The phase-out of fossil fuels was again hotly debated this week: more than 80 countries believe that the decision of COP28, in Dubai in 2023, which requires the world to “make a just, orderly and equitable transition towards the exit of fossil fuels in the energy system”, should be implemented through a “roadmap”.
The roadmap is an idea launched by Lula himself at the start of COP30. But the idea continues to fluctuate, with parts of Brazil’s diplomacy opposing the idea, while Brazil’s Minister of the Environment, Marina Silva, is pushing for it. European Commissioner Wopke Hoekstra indicated in the evening that the European Union would launch proposals that were “broader” than the roadmap on fossil fuels.

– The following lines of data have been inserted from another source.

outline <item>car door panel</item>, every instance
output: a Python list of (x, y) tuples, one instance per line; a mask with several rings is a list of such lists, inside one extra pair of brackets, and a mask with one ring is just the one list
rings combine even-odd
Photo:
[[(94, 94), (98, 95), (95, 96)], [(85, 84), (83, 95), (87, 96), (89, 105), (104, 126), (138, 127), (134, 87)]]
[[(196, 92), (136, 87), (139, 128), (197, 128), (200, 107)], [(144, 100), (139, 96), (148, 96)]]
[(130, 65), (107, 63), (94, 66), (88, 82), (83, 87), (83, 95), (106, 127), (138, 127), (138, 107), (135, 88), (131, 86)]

The public policy of China, India, Russia, the Gulf states and other oil producers should not be interpreted as tacit approval. Behind the doors of the negotiating room, the position remains clear.
End before Saturday?
Another deadlock: European countries have steadfastly refused to increase their financial contributions to help poorer countries adapt to more extreme climates. “We are not considering increasing adaptation funding,” said Darragh O’Brien, Ireland’s environment minister.
Southern countries, for their part, criticize “unilateral” trade measures, thinking Europe’s carbon border adjustment mechanism they equate with protectionism.
Mentioning trade barriers in the COP30 text is a priority for Beijing in the intense negotiations between Europe and China.
In a sign that Brazil intends to move quickly, the 6,000 delegates sleeping on two liners were asked to vacate their cabins on Saturday morning, at 8 am.